ECLI:NL:CRVB:2018:1008
Centrale Raad van Beroep
- Hoger beroep
- Rechtspraak.nl
Hoger beroep inzake vaststelling aflossingsbedrag bijstandsverlening en beslagvrije voet
Op 3 april 2018 heeft de Centrale Raad van Beroep uitspraak gedaan in een hoger beroep tegen een eerdere uitspraak van de rechtbank Limburg. De zaak betreft een appellant die bijstand ontvangt op basis van de Wet werk en bijstand (WWB) en die in verband met een schuld aan het college van burgemeester en wethouders van Maastricht maandelijks bedragen op zijn bijstandsuitkering ingehouden zag. Appellant verzocht de gemeente om de ingehouden bedragen te verlagen, omdat deze meer dan 10% van zijn uitkering bedroegen. Het college verlaagde het bedrag van de maandelijkse inhouding, maar weigerde om dit met terugwerkende kracht te doen, omdat appellant de benodigde financiële gegevens pas in de bezwaarfase had overgelegd.

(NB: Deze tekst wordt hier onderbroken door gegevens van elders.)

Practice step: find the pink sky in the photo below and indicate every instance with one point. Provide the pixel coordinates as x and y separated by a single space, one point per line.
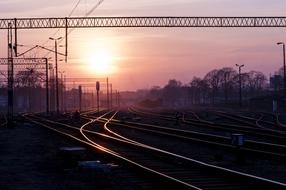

De rechtbank verklaarde het beroep van appellant tegen het bestreden besluit ongegrond. In hoger beroep heeft appellant zich tegen deze uitspraak gekeerd, waarbij het geschil zich beperkte tot de ingangsdatum van de aanpassing van de beslagvrije voet. De Raad overwoog dat het college pas na ontvangst van de benodigde gegevens van appellant, die op 10 december 2014 werden overgelegd, de beslagvrije voet kon herberekenen. De Raad concludeerde dat het college correct had gehandeld door de aanpassing van de beslagvrije voet met ingang van 1 december 2014 door te voeren, en dat appellant zelf verantwoordelijk was voor het tijdig aanleveren van de benodigde informatie.
De Centrale Raad van Beroep bevestigde de aangevallen uitspraak en oordeelde dat er geen aanleiding was voor een veroordeling in de proceskosten.